Fix Slack Channel Coverage Highwater

Created Jun 26, 2026openspec/changes/fix-slack-channel-coverage-highwater/design.mdView on GitHub →

Context

The observed failure is a coverage-honesty bug, not an MCP client bug and not grant filtering. The owner-token view can see historical Slack records for a channel whose current slackdump archive no longer includes the channel inventory or messages. Recent runs succeeded with no known gaps.

That creates two bad outcomes:

An agent can query PDPP, see no current records for a channel, and conclude the discussion did not happen.
A later archive repair can still miss messages if their timestamps are older than the workspace-global messages.last_ts.

Decision

The first fix is fail-loud and non-destructive:

Slack records the current archive channel inventory on the messages state cursor.
On the next run, Slack compares that prior inventory against the current archive inventory.
If a previously observed channel is missing, Slack emits a bounded SKIP_RESULT diagnostic for the messages stream and does not present the run as clean.
Slack persists channel_last_ts and reads messages with a per-channel threshold. A legacy last_ts remains a fallback for channels with no per-channel entry.

This does not force a full recrawl or rewrite retained records. It makes partial coverage visible and stops the connector from skipping reappearing partitions behind a single global high-water.

The already-running owner instance needs one additional non-destructive repair because its existing Slack messages state predates the new fields. A dry-run-by-default Postgres repair script seeds observed_channel_ids and channel_last_ts from retained current Slack message records, preserving the existing archive_dir, fetched_at, and last_ts. After that seed, the next connector run can compare retained-known partitions against the current archive inventory and surface missing channels immediately.

Backfill itself is not automatic when the source archive is missing a channel. A targeted backfill must collect that channel into an isolated scoped archive rather than resuming the incomplete workspace archive. The collector runner therefore carries stream resources into START.scope, and the Slack connector treats messages.resources as channel IDs for prefetch and scoped message emission. The messages stream declares selection.resource_field: "channel_id" so the runtime still enforces the resource boundary without pretending the channel ID is the message record key. Scoped runs disable the legacy global last_ts fallback; they use a channel cursor if one exists, otherwise they perform a full targeted channel pass.

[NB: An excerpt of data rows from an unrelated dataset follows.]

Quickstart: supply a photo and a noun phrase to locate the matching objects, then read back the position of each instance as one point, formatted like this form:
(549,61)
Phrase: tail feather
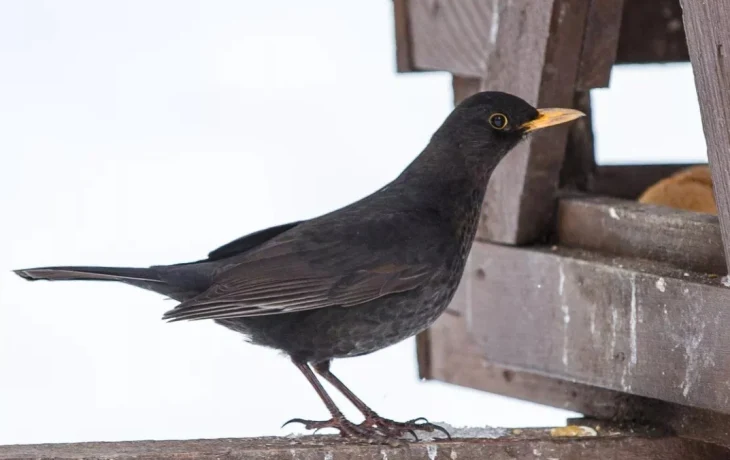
(122,274)
(179,283)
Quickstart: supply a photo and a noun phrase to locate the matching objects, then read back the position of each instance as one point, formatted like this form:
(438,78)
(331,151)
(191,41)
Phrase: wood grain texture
(579,165)
(600,43)
(686,240)
(464,87)
(652,31)
(708,35)
(535,57)
(623,324)
(448,352)
(530,444)
(403,41)
(452,36)
(454,356)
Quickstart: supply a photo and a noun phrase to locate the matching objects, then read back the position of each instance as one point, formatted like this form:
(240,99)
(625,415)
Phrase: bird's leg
(372,419)
(338,420)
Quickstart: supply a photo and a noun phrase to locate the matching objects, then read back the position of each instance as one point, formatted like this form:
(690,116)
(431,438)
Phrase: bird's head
(493,122)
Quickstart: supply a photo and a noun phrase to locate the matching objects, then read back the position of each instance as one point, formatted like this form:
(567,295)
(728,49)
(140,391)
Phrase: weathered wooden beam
(453,36)
(708,36)
(530,444)
(464,87)
(447,352)
(403,52)
(652,32)
(629,181)
(686,240)
(600,44)
(623,324)
(579,165)
(535,56)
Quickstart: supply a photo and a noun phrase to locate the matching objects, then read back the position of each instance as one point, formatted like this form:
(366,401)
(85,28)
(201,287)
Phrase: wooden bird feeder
(576,295)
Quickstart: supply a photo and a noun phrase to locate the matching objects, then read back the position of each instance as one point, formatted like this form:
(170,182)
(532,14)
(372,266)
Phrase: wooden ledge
(688,241)
(567,443)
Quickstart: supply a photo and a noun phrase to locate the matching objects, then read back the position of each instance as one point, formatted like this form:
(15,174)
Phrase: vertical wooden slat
(403,39)
(535,55)
(707,24)
(464,87)
(600,43)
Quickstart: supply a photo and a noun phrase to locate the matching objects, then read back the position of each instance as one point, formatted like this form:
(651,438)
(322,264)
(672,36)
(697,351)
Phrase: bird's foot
(395,429)
(348,429)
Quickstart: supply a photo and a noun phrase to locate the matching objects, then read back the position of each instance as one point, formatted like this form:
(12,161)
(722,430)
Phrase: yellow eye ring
(498,121)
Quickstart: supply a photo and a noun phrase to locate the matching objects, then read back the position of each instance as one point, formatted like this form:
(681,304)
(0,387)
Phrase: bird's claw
(346,428)
(392,428)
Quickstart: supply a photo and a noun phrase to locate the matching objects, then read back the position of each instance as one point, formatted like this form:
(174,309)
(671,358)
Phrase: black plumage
(360,278)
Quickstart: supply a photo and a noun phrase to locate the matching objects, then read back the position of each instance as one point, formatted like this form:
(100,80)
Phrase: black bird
(360,278)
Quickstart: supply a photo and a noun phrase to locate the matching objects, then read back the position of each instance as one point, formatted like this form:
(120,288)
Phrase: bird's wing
(297,273)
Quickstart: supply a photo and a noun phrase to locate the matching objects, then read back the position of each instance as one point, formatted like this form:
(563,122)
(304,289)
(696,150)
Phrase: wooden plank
(464,87)
(530,444)
(600,44)
(403,53)
(459,37)
(448,353)
(652,32)
(579,166)
(535,56)
(452,36)
(708,36)
(688,241)
(629,181)
(623,324)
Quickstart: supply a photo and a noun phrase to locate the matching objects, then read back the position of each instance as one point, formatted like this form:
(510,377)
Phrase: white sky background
(135,133)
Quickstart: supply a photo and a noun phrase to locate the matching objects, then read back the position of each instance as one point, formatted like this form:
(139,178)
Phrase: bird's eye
(498,121)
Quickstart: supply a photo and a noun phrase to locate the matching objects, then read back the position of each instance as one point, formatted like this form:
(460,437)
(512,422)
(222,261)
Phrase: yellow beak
(551,117)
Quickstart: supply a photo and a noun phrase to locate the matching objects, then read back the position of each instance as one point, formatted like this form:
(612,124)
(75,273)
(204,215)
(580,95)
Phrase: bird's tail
(121,274)
(176,282)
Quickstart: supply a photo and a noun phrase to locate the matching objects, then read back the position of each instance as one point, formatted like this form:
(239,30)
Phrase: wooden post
(707,25)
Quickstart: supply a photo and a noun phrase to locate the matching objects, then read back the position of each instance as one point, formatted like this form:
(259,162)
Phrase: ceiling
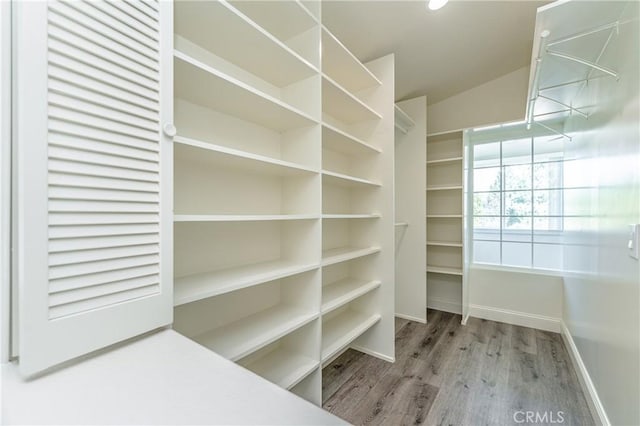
(438,53)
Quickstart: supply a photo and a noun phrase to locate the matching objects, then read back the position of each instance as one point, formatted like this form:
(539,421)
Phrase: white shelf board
(342,254)
(283,19)
(342,66)
(444,243)
(200,286)
(240,338)
(338,140)
(444,188)
(241,217)
(246,44)
(221,156)
(444,270)
(344,291)
(350,216)
(340,331)
(340,179)
(283,367)
(203,85)
(344,106)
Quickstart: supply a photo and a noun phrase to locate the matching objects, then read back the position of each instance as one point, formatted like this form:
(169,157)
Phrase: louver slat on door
(105,213)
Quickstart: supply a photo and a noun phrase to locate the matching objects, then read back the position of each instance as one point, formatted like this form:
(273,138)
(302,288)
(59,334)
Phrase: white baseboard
(516,318)
(588,388)
(444,305)
(374,353)
(411,318)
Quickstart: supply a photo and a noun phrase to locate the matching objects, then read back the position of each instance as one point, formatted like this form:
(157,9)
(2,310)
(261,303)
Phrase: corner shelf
(344,106)
(444,243)
(283,19)
(196,287)
(239,339)
(217,155)
(403,122)
(342,254)
(340,331)
(203,85)
(241,218)
(340,64)
(444,188)
(340,179)
(444,270)
(283,367)
(253,49)
(340,141)
(445,160)
(344,291)
(350,216)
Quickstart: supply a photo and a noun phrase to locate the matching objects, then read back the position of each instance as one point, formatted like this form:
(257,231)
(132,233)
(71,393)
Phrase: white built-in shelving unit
(445,220)
(283,235)
(410,206)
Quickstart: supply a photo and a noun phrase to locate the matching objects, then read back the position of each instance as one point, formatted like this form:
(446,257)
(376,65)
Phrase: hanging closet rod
(533,94)
(614,25)
(584,62)
(569,83)
(557,132)
(570,108)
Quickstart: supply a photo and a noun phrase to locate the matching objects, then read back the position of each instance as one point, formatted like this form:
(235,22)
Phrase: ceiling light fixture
(436,4)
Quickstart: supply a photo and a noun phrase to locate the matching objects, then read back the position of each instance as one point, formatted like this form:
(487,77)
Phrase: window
(518,201)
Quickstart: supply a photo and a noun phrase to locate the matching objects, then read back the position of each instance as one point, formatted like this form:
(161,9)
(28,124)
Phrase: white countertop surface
(163,378)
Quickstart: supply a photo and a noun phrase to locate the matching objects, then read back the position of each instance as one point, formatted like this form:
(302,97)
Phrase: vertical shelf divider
(445,221)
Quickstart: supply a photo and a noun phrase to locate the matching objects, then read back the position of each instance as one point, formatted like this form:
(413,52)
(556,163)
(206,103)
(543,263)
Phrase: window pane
(547,203)
(547,175)
(517,177)
(486,252)
(486,203)
(516,228)
(486,155)
(548,229)
(578,202)
(516,254)
(486,228)
(546,256)
(516,152)
(486,179)
(517,203)
(579,173)
(548,148)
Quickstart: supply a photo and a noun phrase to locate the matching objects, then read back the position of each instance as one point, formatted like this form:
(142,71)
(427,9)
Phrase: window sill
(531,271)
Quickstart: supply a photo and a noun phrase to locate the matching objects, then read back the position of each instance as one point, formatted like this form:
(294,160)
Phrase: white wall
(527,299)
(602,283)
(5,177)
(496,101)
(410,201)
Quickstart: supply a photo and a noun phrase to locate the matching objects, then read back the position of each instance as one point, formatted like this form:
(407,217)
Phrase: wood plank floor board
(462,377)
(449,374)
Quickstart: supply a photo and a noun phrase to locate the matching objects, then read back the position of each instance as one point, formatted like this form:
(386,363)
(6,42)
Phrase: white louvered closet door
(94,196)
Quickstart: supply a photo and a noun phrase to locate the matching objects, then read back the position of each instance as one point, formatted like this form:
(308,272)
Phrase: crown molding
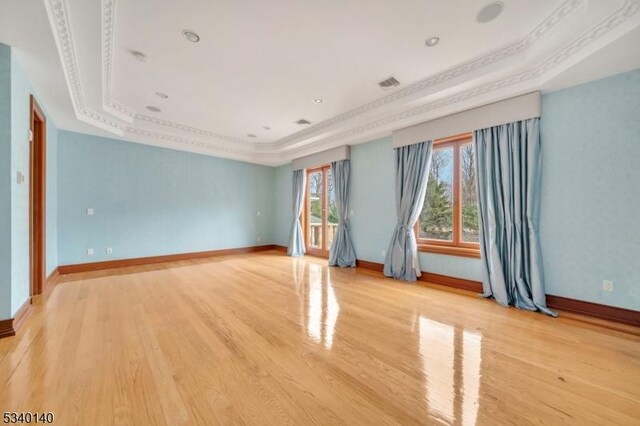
(108,40)
(63,35)
(122,120)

Owner-triggered reference runs also accept the same per-stream resource map. The ref and owner-agent run routes validate that resources is an object of string arrays, pass it to controller.runNow, and the controller converts it into runtime scope.streams[].resources. This keeps the repair path on the normal audited run surface instead of requiring a bespoke one-off ingest script.

Alternatives Considered

Force a full Slack recrawl now

Rejected for this tranche. It changes source load and credential/runtime behavior before the reason for the missing archive channel is proven. It is a repair operation and should be owner-gated.

Emit `DETAIL_GAP` for each missing channel

Rejected for now. Missing channel inventory is not per-record detail hydration; SKIP_RESULT is the safer existing runtime signal for connector-level partial coverage. A later health-surface change can add a first-class partition coverage event if needed.

Keep the global cursor and only add diagnostics

Rejected. Diagnostics would prevent false confidence, but reappearing channels could still be skipped if their messages are older than another channel's global maximum timestamp.

Acceptance Checks

A run whose prior state contains a channel that is absent from the current archive emits a SKIP_RESULT for messages with reason source_partition_missing.
A clean run with all prior channels still present emits no missing-channel skip.
Per-channel message cursors persist one timestamp per observed channel.
A channel without a per-channel cursor can use the legacy global cursor fallback.
The state-seed repair can compute retained Slack channel cursors without printing record payloads and writes only when --apply is passed.
A targeted Slack run for messages.resources=[channel_id] reads an isolated scoped archive, does not resume the main workspace archive, and does not let the legacy global cursor suppress that channel's older messages.
The collector runner can express stream resources in the START envelope so targeted backfills use the normal ingest path.
The owner/ref run surfaces can express stream resources and reject malformed resource bodies before starting a connector.
openspec validate fix-slack-channel-coverage-highwater --strict passes.